Wiedereröffnung und Neubelebung der Anatomischen Sammlung Aus der Vitrine auf den Tablet-PC

Münster -

Eine Eröffnungsfeier besonderer Art erlebte jetzt die Anatomische Sammlung der Universität Münster: Im alten Institutsgebäude im Dachgeschoss untergebracht und im Zuge der Bauarbeiten für das neue PAN-Zentrum notgedrungen eingelagert, rückt die wertvolle Sammlung wieder ins Blickfeld der Studierenden – und zwar real wie auch virtuell.
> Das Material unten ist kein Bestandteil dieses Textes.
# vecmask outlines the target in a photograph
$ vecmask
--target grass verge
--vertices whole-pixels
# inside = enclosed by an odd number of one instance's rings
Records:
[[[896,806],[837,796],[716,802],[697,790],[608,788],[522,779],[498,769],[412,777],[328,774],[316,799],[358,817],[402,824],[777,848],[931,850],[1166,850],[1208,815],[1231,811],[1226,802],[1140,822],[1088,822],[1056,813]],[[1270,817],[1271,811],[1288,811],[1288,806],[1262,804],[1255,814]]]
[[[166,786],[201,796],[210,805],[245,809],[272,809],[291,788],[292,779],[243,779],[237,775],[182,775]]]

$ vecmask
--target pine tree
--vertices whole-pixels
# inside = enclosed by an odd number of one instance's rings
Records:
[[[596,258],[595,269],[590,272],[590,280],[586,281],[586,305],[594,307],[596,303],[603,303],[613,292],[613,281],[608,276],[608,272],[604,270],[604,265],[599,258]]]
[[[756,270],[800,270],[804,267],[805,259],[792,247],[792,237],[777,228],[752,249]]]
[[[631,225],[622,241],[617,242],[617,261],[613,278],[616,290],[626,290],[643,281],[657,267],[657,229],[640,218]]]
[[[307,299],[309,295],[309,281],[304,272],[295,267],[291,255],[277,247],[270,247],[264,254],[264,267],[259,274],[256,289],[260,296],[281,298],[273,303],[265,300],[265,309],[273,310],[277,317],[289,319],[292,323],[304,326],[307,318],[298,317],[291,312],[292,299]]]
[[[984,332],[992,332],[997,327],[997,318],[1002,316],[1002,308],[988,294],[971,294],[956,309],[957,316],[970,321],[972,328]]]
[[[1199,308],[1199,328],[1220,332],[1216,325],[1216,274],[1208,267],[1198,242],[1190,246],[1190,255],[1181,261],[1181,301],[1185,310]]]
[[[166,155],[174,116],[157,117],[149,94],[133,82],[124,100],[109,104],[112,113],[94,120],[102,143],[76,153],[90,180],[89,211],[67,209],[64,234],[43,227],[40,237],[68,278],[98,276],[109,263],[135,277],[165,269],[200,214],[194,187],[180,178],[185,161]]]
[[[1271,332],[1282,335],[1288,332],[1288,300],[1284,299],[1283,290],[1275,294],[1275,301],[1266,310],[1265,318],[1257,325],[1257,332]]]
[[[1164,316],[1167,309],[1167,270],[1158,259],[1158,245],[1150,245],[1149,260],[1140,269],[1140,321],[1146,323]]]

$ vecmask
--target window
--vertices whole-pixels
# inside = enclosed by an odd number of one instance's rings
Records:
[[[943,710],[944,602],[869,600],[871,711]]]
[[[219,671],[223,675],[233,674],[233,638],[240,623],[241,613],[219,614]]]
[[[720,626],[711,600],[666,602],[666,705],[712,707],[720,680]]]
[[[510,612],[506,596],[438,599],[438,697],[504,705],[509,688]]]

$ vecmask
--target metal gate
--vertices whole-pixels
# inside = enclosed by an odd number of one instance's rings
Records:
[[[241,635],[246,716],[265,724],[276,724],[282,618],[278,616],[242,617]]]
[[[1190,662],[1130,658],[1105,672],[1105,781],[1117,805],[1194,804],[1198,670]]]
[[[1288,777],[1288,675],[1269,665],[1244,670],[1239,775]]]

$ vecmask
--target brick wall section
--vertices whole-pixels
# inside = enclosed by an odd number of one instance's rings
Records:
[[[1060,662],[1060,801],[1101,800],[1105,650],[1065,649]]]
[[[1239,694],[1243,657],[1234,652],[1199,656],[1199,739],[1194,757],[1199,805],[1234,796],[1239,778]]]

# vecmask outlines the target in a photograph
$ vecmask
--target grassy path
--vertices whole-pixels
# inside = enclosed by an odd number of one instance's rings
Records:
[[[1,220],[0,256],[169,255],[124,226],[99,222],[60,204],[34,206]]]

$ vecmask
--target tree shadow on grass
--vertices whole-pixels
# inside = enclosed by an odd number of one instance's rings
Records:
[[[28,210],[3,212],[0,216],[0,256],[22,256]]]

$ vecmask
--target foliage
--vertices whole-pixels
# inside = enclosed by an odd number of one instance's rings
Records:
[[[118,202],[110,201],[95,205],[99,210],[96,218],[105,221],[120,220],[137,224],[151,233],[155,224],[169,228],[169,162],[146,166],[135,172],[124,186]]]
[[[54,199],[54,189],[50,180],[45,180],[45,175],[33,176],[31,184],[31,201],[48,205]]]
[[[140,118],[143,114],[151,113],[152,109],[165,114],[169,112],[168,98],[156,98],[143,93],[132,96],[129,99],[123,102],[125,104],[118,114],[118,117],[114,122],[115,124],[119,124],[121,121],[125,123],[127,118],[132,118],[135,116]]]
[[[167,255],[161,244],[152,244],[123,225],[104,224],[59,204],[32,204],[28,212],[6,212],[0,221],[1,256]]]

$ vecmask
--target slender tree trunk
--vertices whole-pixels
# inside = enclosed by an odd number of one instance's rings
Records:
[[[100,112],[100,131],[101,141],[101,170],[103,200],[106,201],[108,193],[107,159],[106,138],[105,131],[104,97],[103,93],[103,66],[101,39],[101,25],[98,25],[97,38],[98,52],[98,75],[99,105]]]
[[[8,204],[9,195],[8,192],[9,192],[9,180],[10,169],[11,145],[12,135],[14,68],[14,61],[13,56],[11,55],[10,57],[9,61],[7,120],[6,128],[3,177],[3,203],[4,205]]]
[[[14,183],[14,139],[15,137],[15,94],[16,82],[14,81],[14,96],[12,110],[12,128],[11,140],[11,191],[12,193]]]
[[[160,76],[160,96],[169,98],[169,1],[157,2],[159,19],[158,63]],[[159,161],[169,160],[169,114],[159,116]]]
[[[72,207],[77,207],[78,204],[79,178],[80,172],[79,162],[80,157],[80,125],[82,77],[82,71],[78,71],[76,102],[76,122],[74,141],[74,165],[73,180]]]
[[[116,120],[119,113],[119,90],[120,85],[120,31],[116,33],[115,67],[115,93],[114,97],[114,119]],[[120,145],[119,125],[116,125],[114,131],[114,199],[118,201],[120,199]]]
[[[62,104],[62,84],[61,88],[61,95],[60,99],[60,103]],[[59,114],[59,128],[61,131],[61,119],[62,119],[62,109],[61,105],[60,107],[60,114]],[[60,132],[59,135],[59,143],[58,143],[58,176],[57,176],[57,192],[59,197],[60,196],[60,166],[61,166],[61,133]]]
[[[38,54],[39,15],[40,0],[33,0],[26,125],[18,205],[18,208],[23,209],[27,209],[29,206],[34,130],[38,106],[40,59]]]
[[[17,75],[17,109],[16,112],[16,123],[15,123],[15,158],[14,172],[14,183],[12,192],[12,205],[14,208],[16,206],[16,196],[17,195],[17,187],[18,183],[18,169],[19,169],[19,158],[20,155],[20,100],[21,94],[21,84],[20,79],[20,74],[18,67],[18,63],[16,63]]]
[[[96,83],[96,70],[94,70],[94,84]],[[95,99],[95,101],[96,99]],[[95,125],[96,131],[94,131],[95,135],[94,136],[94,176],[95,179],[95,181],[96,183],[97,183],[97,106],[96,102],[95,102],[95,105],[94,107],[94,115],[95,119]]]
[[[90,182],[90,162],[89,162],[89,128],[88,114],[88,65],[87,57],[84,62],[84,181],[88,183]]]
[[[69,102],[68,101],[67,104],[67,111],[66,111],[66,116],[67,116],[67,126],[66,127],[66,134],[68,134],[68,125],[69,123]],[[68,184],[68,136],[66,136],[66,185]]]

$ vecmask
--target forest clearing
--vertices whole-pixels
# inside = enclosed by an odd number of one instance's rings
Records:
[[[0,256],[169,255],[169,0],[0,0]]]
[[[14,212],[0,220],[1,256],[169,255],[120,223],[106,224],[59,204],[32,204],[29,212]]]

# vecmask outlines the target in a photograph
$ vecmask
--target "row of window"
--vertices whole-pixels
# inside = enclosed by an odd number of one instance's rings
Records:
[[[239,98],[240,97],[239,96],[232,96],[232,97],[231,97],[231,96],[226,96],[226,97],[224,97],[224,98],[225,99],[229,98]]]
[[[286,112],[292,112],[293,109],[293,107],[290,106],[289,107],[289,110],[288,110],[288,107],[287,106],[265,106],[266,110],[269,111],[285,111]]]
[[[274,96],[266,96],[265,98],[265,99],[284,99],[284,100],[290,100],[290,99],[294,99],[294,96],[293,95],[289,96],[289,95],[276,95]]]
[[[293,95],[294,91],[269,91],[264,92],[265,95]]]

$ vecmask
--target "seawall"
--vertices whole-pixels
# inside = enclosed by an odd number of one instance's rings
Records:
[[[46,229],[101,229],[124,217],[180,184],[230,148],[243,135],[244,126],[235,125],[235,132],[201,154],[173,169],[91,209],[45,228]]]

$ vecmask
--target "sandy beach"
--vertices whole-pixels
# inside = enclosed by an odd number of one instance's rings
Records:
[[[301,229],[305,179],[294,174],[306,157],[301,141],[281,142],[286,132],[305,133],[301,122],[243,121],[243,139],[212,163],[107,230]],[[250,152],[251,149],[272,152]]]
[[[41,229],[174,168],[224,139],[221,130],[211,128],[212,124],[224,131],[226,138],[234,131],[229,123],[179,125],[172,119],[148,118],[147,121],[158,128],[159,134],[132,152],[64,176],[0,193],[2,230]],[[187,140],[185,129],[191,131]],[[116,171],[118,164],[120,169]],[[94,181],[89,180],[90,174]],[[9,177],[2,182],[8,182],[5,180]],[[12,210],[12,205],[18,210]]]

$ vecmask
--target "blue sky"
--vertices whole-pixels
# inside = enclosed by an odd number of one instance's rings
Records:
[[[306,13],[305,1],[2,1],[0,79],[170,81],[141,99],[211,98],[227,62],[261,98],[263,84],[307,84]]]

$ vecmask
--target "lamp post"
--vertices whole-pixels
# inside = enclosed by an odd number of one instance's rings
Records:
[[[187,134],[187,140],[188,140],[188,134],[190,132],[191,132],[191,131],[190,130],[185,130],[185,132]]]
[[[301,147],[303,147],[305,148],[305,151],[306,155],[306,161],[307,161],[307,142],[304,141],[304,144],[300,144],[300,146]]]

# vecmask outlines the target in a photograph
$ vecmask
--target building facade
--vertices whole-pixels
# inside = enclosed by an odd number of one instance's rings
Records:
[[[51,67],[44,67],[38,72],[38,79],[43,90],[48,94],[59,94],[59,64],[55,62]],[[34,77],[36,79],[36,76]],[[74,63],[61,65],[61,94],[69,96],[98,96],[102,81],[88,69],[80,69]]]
Schattendasein beendet: Bei der Wiedereröffnung der Anatomischen Sammlung testeten neben (v.r.) Prosektur-Leiter Prof. Wolfgang Knabe auch Dekan Mathias Herrmann, Stiftungsgründer Prof. Rolf Dierichs, Studiendekan Dr. Bernhard Marschall, Institutsdirektor Prof. Markus Missler und Dr. Stefan Washausen die Visualisierung von Präparaten auf Tablets.
Schattendasein beendet: Bei der Wiedereröffnung der Anatomischen Sammlung testeten neben (v.r.) Prosektur-Leiter Prof. Wolfgang Knabe auch Dekan Mathias Herrmann, Stiftungsgründer Prof. Rolf Dierichs, Studiendekan Dr. Bernhard Marschall, Institutsdirektor Prof. Markus Missler und Dr. Stefan Washausen die Visualisierung von Präparaten auf Tablets. Foto: WWU

Mit einer kleinen Feier nahmen die Anatomen ihr Schmuckstück wieder „in Betrieb“ – geholfen haben dabei auch private Fördermittel, heißt es in einer Pressemitteilung.

Unterstützung des Eigenstudiums der Studierenden

„In den neuen Räumlichkeiten liegt das Herzstück der Sammlung vis-à-vis des hoch­modernen Prä­pa­­rier­saals. Somit konnte der lang gehegte Wunsch, das Eigenstudium unserer Stu­die­renden durch eine zeit­­gemäße Präsentation qua­li­tativ hochwer­tiger Sammlungsprä­pa­rate zu unter­stüt­zen, endlich in die Tat um­­­­ge­setzt werden“, freut sich Prof. Wolfgang Knabe , Leiter der Prosektur Anatomie der Medizinischen Fakultät.

Er hatte die Sammlung direkt nach seiner Ernennung 2011 unter seine Fittiche genommen, auch mit dem erklärten Ziel, sie didaktisch und konzeptionell zu modernisieren. „Das erfolgte in mehreren Schritten“, erläutert der Mediziner.

Um­fang­reiche, vom Alumni-Verein „med­Al­um“ geförderte Vorarbeiten bein­hal­te­ten die Durch­sicht, Pflege und Neugrup­pie­rung zahl­reicher Sammlungsobjekte sowie deren hoch­schul­­öf­fent­liche Präsentation im Foyer und auf den bei­den Hörsaalebenen.

Fördermittel sinnvoll investiert

Im Jahr 2015 stieg auch die Rolf-Dierichs-Stiftung in das Vorhaben ein, indem sie das Pro­jekt „Präpa­rier­kurs trifft Ana­tomi­sche Sammlung“ bewilligte. Dass die zusammen 7000 Euro Fördermittel sinnvoll investiert wurden, davon konnten sich Dekan Prof. Mathias Herrmann , Studiendekan Dr. Bernhard Marschall sowie Stiftungsgründer Prof. Rolf Dierichs selbst ein Bild machen.

Mit Hilfe der über das Stiftungsprojekt finanzierten Tablets kön­nen die Studieren­den gezielt diejenigen Originalpräparate aufsuchen und selbst­stän­dig ana­ly­sie­ren, die Gegenstand ihres persönlichen Lernplans sind“, so Prof. Knabe.

Primäre Ziel­­gruppe in der ersten Test­phase sind Studie­ren­de der Human- und Zahnmedizin, die den Präpa­rier­­kurs be­suchen.